The speaker just hopes that no one will quiz them about the reason for their use of the term. Ironically, sometime this evasion works in the best of social science. Max Weber operated like this about the term ‘religion’ in his classic Protestant Ethic and the Spirit of Capitalism. There, he labored painfully over getting his definition of ‘capitalism’ just right.  He gave the term, ‘capitalism’ a good deal of ‘trouble.’ He argued extensively to persuade readers to accept his own original definition of capitalism, and one that was hardly prevalent in his time.

‘Religion,’ however, Weber took from ‘off the shelf,’ so to speak. Weber never bothers to define “religion.” Indeed, there is no indication that he thought he needed to do so. Like many social scientists, even today, he assumed that ‘everybody knows what religion is!’ While having to justify the use of only one key term instead of two in Protestant Ethic, certainly made Weber’s task easier in his great work, it left conceptual work undone.

In a way, although Weber was not stuck with having to solve an equation with two variables, he nonetheless was left with an extra variable to define—‘religion.’ So, his failure to be as critical about the term ‘religion’ doesn’t absolve him of neglecting the critical task, any more than it would have had he passed over ‘capitalism’ in the same way. This is why slipping into simplistic utilitarian modes of thinking about ‘sacrifice’ masks the simultaneous move of  brushing critical thinking about the term ‘under the rug.’ Failure to be critical about ‘sacrifice’ results in a ‘bad grammar’ of ‘sacrifice’—because it fails to establish a defensible usage of the term.

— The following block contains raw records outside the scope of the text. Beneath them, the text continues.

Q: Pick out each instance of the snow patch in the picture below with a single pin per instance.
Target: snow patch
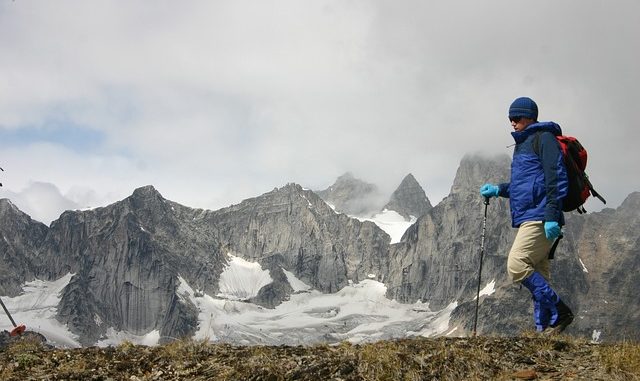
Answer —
(584, 268)
(295, 283)
(241, 280)
(358, 313)
(391, 222)
(36, 307)
(489, 289)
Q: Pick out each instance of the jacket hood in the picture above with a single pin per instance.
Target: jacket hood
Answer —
(521, 136)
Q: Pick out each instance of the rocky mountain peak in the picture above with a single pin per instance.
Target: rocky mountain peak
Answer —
(146, 193)
(477, 169)
(409, 199)
(352, 196)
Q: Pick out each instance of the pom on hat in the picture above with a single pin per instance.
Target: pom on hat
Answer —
(524, 107)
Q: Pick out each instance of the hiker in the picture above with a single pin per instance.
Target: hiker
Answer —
(538, 184)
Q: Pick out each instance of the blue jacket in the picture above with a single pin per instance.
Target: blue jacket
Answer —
(538, 180)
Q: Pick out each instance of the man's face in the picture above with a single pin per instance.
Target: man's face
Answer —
(520, 123)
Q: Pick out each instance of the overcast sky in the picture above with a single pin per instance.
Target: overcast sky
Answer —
(213, 101)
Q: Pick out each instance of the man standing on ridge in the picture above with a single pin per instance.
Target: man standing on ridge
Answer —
(537, 187)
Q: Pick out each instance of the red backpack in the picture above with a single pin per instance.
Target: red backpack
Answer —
(575, 160)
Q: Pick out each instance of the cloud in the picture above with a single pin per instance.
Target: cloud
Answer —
(213, 102)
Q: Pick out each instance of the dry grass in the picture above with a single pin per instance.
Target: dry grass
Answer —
(481, 358)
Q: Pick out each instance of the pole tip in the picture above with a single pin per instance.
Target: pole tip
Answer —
(17, 331)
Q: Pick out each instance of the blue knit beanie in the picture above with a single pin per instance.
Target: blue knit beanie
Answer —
(524, 107)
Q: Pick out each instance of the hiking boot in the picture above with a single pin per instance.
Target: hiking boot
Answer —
(565, 317)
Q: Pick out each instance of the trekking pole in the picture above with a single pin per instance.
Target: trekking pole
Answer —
(17, 329)
(484, 228)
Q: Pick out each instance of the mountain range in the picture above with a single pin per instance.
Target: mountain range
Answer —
(150, 268)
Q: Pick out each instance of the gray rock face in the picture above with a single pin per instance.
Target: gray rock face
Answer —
(128, 258)
(438, 258)
(438, 261)
(294, 229)
(409, 199)
(21, 236)
(353, 196)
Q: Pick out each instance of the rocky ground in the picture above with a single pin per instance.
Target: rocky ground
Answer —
(528, 357)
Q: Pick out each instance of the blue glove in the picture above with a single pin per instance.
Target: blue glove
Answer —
(552, 230)
(489, 190)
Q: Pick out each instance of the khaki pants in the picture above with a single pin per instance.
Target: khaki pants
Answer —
(529, 252)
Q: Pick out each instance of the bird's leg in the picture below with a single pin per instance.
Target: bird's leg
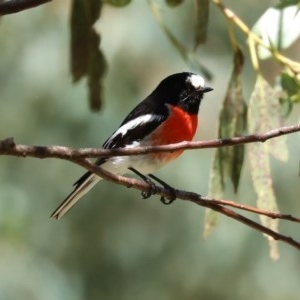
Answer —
(170, 189)
(152, 187)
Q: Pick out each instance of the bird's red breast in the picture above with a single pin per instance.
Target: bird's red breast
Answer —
(179, 126)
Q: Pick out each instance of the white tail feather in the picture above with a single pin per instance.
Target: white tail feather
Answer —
(76, 194)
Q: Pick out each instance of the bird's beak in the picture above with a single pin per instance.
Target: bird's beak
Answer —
(206, 89)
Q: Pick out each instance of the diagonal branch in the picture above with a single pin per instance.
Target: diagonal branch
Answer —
(79, 156)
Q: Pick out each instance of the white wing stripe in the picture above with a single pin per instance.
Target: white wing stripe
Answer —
(132, 124)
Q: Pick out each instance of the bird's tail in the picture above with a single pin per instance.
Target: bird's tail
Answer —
(82, 186)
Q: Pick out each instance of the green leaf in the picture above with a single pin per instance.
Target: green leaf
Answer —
(269, 115)
(202, 15)
(286, 3)
(173, 3)
(278, 27)
(117, 3)
(228, 161)
(86, 57)
(187, 55)
(264, 113)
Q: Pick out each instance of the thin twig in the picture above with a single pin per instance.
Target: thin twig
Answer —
(79, 156)
(188, 196)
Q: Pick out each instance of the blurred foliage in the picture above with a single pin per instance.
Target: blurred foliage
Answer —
(113, 245)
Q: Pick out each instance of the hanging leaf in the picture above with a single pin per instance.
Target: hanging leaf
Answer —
(117, 3)
(215, 189)
(202, 15)
(86, 57)
(173, 3)
(228, 161)
(232, 123)
(285, 3)
(276, 27)
(264, 114)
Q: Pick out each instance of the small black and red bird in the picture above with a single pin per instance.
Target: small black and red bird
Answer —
(168, 115)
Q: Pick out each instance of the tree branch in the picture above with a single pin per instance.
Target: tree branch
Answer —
(213, 204)
(14, 6)
(79, 156)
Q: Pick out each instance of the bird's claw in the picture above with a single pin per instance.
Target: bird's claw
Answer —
(170, 199)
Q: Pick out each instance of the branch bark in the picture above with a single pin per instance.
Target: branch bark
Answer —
(79, 157)
(8, 146)
(14, 6)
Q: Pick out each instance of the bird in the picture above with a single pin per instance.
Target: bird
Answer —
(168, 115)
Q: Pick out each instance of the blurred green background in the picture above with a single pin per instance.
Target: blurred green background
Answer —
(113, 245)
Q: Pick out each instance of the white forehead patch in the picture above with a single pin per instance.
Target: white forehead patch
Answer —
(196, 81)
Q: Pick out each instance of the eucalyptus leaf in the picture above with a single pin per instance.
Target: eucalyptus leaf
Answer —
(202, 15)
(173, 3)
(227, 161)
(117, 3)
(279, 28)
(86, 56)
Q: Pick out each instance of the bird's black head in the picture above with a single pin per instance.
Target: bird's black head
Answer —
(182, 89)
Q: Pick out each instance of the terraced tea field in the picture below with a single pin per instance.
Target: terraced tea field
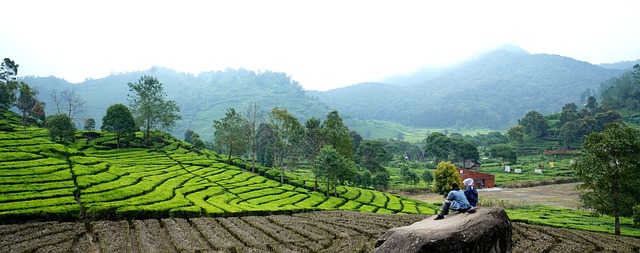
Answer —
(44, 180)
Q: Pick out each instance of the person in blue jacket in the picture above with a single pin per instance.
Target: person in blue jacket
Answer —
(455, 201)
(470, 192)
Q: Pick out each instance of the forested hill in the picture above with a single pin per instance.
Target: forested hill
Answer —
(202, 98)
(491, 91)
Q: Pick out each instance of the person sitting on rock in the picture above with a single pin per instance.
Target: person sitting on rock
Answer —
(455, 201)
(470, 192)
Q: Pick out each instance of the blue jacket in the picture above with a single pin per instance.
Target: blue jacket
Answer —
(472, 195)
(458, 200)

All very well, then. What happens though when we try to clarify the logical grammar of sacrifice in the explicitly ritual domain first? Doubtless because of their history of association in the religious traditions of the West, we find it compelling to collocate offering, consecration, immolation, and communal eating into an institution which we have called ‘sacrifice’.

This indicates that sacrifice is what might be better called a syndrome, rather than an objective 'thing' with its name written on it. But why should we 'see' this syndrome as a thing, an institution? Why should we not see the sacrificial syndrome—like other syndromes--conventional, provisional, and constructed for particular purposes?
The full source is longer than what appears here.